Unterrichten in Guatemala

"Meine erste Fahrt in einem der "Chicken-Busse" war auch sehr lustig."

  • Freiwilligenarbeit
  • Guatemala
  • 8 Wochen

Erfahrungsbericht von

23.06.2011

Rahel schrieb:

"Ich habe mir Guatemala als ein totales 3. Welt Land vorgestellt, in dem die Menschen viel Armut erleben und jede Hilfe gebraucht wird. Die Flora und Fauna habe ich mir sehr vielfältig vorgestellt mit jeder Menge Urwald, Vulkanen, Strand und wilden Tieren.

 

Meine Unterkunft hat mir gut gefallen und ich bin morgens um 7.30uhr mit dem zur Schule gefahren. Um 8 Uhr ging die Schule los. Entweder wurde Schreiben, Rechnen oder Englisch unterrichtet. von 10.00-10.30 Uhr gab es eine Pause und was zu essen für die Kinder. um 12 Uhr war die Schule aus. Meine Aufgaben waren, den Kindern grundlegende Englischkenntnisse beizubringen, mir Aufgaben in Mathe auszudenken, den Kindern beim Rechnen zu helfen und zu erklären und Aufgaben zu kontrollieren. Im Schreiben das gleiche.

 

Manche Kinder waren schon sehr fortgeschritten andere hatten große Schwierigkeiten. Hier lag die Schwierigkeit auf jedes Kind einzeln einzugehen und keines zu übergehen.

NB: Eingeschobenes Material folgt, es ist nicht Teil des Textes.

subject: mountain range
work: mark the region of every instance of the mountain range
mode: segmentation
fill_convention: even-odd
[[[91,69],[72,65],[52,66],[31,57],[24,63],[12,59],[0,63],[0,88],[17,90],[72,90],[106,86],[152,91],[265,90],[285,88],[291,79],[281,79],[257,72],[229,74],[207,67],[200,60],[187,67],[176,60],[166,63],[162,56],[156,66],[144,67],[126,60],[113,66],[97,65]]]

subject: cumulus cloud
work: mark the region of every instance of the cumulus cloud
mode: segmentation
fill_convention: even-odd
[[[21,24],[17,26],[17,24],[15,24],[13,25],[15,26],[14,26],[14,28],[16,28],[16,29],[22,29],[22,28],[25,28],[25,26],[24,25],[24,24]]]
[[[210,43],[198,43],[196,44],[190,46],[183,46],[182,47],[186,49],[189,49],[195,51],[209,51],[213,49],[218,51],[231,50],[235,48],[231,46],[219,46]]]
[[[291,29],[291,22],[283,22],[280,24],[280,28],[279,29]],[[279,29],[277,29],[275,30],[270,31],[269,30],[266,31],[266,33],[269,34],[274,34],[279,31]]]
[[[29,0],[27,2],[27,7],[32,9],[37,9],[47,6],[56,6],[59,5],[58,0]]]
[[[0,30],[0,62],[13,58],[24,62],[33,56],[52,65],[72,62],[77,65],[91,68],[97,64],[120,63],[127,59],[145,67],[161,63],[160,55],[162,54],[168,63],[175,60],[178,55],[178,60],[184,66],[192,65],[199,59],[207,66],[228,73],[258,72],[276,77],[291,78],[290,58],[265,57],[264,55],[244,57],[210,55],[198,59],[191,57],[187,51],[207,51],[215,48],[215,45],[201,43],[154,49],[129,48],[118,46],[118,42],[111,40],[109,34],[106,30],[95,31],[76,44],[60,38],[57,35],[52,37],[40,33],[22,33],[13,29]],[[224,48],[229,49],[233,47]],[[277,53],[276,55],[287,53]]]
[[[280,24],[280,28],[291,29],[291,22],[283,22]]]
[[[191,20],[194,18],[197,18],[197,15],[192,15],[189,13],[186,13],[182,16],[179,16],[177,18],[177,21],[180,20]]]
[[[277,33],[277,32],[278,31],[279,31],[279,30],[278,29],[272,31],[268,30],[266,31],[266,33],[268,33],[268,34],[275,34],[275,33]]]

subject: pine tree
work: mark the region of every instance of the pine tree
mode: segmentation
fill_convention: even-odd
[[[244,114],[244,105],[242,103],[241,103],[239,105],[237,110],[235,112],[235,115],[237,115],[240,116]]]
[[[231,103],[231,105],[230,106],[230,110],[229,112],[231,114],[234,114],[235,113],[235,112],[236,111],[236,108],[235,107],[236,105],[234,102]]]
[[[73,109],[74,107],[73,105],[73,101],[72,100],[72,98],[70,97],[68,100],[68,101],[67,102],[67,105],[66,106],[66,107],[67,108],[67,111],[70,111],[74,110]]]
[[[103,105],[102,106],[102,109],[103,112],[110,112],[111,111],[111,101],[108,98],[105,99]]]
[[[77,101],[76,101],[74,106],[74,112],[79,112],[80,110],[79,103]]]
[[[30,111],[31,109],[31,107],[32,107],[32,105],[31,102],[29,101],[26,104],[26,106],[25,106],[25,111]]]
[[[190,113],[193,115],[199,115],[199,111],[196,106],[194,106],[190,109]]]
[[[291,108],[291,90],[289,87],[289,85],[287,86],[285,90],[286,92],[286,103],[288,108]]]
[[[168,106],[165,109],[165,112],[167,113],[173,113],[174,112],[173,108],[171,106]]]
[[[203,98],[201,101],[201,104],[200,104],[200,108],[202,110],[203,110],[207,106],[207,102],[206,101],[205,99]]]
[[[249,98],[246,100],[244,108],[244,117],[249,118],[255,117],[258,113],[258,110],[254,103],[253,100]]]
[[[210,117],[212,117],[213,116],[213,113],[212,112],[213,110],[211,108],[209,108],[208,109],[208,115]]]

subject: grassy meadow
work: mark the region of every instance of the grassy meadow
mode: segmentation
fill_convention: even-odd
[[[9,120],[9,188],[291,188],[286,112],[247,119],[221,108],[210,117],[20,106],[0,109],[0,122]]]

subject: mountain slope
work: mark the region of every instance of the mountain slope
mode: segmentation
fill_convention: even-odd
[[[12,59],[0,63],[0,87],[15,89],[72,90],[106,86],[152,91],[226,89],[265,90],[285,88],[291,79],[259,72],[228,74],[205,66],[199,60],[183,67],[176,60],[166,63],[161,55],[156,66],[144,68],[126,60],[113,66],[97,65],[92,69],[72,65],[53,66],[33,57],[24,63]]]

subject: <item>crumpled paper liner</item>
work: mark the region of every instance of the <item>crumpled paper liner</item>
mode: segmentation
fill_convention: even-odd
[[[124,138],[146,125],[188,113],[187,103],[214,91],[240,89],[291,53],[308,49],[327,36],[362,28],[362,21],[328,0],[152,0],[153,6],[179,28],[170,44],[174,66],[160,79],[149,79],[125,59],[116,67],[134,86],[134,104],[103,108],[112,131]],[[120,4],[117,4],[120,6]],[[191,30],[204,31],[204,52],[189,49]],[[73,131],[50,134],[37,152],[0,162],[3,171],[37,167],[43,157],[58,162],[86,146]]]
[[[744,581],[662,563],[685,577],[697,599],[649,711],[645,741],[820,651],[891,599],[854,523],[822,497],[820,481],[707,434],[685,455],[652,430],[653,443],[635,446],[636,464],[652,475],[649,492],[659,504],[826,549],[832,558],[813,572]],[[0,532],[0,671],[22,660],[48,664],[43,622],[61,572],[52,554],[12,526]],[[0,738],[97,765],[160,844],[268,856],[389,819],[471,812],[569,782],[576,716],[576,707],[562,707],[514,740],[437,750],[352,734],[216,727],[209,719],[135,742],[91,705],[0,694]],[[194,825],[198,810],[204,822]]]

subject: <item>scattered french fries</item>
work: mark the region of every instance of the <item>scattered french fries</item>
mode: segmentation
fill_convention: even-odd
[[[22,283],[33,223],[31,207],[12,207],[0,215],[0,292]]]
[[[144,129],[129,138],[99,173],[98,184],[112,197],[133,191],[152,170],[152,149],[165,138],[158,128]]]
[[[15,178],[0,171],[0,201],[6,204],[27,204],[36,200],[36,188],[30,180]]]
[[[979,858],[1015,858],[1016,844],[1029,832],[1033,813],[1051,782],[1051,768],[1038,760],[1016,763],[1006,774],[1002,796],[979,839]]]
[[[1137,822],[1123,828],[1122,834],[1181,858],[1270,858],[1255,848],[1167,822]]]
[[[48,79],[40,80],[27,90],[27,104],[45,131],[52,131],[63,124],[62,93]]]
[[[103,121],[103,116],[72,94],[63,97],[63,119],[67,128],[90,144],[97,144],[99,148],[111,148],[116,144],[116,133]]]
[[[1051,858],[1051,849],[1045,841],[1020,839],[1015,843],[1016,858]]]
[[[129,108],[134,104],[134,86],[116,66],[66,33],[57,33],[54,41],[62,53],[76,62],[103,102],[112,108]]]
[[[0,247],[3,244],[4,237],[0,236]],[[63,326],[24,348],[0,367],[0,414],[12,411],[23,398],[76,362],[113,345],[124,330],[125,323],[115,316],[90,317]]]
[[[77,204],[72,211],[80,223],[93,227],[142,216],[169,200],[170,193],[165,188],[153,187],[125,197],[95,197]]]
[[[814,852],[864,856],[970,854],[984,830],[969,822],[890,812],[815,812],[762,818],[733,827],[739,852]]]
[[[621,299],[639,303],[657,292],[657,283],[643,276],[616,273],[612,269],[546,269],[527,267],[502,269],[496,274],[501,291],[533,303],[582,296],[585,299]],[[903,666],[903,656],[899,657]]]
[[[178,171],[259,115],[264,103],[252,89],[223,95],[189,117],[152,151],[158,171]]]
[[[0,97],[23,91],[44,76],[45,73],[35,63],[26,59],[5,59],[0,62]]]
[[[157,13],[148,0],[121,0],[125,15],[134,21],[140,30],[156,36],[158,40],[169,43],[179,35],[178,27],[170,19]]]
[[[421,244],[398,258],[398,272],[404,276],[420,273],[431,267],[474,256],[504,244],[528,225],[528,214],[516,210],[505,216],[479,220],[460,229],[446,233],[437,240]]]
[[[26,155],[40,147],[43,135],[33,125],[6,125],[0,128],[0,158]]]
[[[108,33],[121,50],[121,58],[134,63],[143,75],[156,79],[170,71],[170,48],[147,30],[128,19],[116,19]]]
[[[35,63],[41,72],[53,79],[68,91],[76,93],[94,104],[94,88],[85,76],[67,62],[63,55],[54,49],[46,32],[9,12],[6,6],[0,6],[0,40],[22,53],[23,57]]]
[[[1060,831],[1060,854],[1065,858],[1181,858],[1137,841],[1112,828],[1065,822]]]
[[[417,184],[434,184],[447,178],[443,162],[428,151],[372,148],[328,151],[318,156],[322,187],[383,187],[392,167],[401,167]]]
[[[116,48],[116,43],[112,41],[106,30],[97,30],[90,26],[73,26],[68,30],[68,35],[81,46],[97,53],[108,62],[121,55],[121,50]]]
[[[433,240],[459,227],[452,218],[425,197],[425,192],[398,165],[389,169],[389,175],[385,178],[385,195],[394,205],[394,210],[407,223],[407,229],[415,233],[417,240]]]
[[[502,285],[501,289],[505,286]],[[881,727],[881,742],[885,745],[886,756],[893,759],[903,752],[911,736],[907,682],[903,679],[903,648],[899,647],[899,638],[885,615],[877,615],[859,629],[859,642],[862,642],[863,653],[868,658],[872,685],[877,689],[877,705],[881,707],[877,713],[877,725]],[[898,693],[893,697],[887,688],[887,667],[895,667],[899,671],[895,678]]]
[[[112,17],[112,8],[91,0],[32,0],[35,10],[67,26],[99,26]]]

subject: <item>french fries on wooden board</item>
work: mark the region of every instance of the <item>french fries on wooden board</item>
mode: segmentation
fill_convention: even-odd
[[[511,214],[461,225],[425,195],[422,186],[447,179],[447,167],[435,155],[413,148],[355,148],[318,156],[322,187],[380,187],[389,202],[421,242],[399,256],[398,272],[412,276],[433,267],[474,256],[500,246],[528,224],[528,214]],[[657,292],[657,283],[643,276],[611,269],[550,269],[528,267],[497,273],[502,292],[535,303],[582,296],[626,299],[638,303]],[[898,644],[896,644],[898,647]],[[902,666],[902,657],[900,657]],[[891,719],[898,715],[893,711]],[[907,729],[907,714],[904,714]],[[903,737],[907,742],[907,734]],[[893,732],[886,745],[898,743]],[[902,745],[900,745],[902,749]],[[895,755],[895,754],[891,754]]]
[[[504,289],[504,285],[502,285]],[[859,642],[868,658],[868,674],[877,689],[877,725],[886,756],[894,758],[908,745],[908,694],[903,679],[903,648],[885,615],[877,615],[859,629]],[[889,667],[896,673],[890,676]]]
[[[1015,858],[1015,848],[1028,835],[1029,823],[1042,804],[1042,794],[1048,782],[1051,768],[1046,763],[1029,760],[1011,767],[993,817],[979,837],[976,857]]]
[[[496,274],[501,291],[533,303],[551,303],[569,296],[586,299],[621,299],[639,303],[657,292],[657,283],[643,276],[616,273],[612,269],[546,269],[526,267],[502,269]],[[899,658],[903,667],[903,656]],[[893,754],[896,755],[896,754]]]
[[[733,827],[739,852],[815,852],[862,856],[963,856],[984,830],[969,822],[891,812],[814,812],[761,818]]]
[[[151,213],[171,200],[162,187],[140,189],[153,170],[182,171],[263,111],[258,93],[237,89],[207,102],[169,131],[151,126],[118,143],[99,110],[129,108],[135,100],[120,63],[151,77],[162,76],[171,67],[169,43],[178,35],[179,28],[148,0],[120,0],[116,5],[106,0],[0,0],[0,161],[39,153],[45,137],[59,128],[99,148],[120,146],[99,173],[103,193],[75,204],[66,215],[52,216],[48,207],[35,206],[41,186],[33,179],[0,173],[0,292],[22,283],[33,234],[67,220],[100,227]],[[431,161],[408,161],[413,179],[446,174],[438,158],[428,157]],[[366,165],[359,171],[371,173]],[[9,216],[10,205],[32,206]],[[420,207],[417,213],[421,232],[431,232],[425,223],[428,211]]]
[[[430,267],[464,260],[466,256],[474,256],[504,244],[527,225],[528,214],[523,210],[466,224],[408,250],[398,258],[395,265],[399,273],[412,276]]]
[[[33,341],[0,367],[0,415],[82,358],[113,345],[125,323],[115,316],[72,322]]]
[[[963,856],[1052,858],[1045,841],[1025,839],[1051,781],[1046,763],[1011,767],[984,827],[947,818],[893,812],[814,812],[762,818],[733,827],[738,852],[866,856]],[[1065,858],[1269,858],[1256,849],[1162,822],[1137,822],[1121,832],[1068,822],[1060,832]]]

Freitags war immer Spieltag, den haben wir auf dem Spielplatz verbracht.

Am meisten Spaß hat mir gemacht, die Kinder in ihren Aufgaben zu unterstützen und zu sehen, wenn sie Fortschritte machen.

Ich habe erfahren, wie es ist vor einer Klasse zu stehen und zu unterrichten. Andere schöne Erfahrungen waren, dass sich die Kinder über mich gefreut haben und glücklich waren, dass ich da war, wenn auch manchmal nur zum Spielen.

Mir fällt es leicht mich in fremde Kulturen einzuleben, ich bin da ganz unkompliziert und offen. Die Menschen waren fast alle sehr freundlich. Die Kultur unterscheidet sich von der deutschen in vielen Dingen. Die Menschen reagieren offen auf einen, sind freundlich, kommen auf einen zu und sind meist hilfsbereit.

Und alles scheint so farbenfroh zu sein. Auch das Essen in Guatemala ist anders, aber ich probiere gerne neue Sachen aus und mittlerweile liebe ich das guatemaltekische Essen, die Tortillas und die Frijoles.;) Überrascht war ich, wie komfortabel die Menschen in Antigua leben. Gar nicht wie ich mir das vorgestellt habe. Allerdings habe ich auch die erschreckende Armut gesehen.

 

In Antigua bin ich nachmittags oft einfach durch die Stadt gelaufen und habe die Atmosphäre genossen, oder ich habe mich im Park gesetzt und Spanisch gelernt oder gelesen oder bin zum Markt gegangen. Oder ich habe mich mit anderen Teilnehmern zum Kaffeetrinken getroffen oder wir ins Kino gegangen. Oder ich habe an Aktivitäten der Schule teilgenommen (Salsa-Unterricht, Besuch einer Macadamia-Farm, Museen,...)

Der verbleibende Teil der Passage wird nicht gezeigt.